Aus dem Schwesternwohnhaus heraus verstand ich auch die Perspektive der Frauen besser denn je. Ich sah ja Männer um den Block schleichen wie Wölfe. Die hatten offensichtlich eine andere Vorstellung davon, was sich in einem Schwesternwohnheim abspielte. Mehr so Schulmädchenreport, oder was weiß ich, Ferienlager, aber nicht Medizin pauken und sich gegenseitig in Venen stechen. Zur Übung. Unsere Arme sahen zum Teil so aus wie die von Junkies an den Bahnhöfen, dabei hätten wir uns von denen wahrscheinlich so einiges abschauen können. Im ersten Jahr erkannte man sich an den blauen Flecken vom Handrücken bis zur Ellenbeuge.

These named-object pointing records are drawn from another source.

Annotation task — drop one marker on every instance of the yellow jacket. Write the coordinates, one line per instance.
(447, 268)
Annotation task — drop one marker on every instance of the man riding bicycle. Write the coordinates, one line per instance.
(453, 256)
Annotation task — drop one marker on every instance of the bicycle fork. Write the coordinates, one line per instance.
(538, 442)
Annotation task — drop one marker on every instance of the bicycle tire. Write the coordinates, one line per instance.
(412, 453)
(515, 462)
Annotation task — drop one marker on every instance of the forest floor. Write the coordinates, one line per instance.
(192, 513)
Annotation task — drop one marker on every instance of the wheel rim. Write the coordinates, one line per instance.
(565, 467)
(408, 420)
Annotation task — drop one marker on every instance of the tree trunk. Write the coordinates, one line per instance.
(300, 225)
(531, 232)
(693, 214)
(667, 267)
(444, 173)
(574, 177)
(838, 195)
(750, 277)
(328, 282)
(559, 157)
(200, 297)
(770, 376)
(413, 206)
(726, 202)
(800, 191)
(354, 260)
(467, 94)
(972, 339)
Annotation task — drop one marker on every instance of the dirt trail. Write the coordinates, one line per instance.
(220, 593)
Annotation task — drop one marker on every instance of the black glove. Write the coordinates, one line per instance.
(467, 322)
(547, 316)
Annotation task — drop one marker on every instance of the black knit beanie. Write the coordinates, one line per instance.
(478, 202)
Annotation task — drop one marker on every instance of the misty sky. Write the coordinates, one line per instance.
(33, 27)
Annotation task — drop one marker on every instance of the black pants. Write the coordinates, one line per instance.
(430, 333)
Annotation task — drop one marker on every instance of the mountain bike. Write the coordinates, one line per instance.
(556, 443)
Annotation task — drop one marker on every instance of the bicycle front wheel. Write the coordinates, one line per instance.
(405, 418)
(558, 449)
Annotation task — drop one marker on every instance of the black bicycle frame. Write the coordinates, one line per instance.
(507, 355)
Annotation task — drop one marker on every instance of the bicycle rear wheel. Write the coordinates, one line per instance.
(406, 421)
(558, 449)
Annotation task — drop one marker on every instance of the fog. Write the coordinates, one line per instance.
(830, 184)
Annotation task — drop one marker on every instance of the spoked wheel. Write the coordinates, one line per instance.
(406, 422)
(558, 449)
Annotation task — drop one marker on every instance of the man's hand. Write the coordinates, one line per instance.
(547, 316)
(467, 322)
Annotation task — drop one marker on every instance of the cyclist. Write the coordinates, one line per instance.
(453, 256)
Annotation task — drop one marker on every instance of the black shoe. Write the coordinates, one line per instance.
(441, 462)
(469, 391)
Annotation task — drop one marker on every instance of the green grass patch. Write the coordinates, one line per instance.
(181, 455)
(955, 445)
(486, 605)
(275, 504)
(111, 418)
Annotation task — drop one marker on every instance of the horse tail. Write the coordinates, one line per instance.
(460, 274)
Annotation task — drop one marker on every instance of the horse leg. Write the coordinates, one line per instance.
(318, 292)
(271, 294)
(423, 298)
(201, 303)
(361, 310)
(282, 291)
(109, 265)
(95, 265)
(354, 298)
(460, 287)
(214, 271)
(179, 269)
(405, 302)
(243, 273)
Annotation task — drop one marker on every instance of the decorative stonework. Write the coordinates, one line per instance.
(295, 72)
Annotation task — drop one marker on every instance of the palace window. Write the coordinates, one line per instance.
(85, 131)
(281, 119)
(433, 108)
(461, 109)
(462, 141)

Wenn ich Kippen holen war, lauerten wir manchmal welche von den Kerlen auf, die wollten ständig von irgendwem die Telefonnummer, und baten mich um Hilfe, beinahe so als wäre ich ein Zuhälter, der dort wie im Harem lebte. Ich riet ihnen dazu, sie doch einfach selbst zu fragen. Dabei wusste ich, dass ihnen selbst dann der Mut fehlen würde anzurufen, wenn ich ihnen eine erfundene Nummer gab, um Ruhe zu haben.
Das hat mich aber vielleicht dazu angestachelt, dann doch wenigstens selbst mit den Schwesternschülerinnen zu flirten. Sie haben mich ja sowieso auf alle Partys eingeladen, was sollte ich denn da sonst machen? Mich volllaufen lassen? Viele Männer trifft man da auch nicht, also genießt man halt ausnahmsweise im Mittelpunkt zu stehen, und eben nicht wie sonst immer Daniel, auf den alle flogen, oder Lukas, der so lustig war. Das musste ich erst lernen, und es machte Spaß. Ich kam richtig auf den Geschmack, aber mich auf ein Zimmer mitnehmen lassen, lehnte ich höflich ab. Als würde ich etwas gewinnen, wenn ich Jungfrau blieb.
Geheilt hat mich das eine Mal, dass ich eben doch Sex hatte. Und nicht irgendeins, sondern das berühmte erste Mal, und das war sogar noch so gerade eben im Schwesternwohnheim gewesen. Also mein echtes erstes Mal, die Couchfalte bei Sabine’s Eltern nicht mitgerechnet. Kennengelernt hatten Marie und ich uns auf einer der Partys, und wir fühlten uns zueinander hingezogen, kamen hervorragend miteinander klar und unterhielten uns prächtig. Für Außenstehende sahen wir wohl schon wie ein Paar aus, nur dass wir eben nicht ineinander verliebt waren. Marie war es dann irgendwann aber doch, jedenfalls glaube ich das. Auf jeden Fall war sie offen für mehr als unsere freundschaftliche Verbindung. Dagegen sträubte ich mich, denn für mich musste Liebe dabei sein. Weil ich dumm und unerfahren war, mich „aufsparte“, weil ich auf die Richtige warten wollte, wohlwissend, dass die bereits mit meinem besten Freund verheiratet war. Ich war ein Esel, weiter nichts.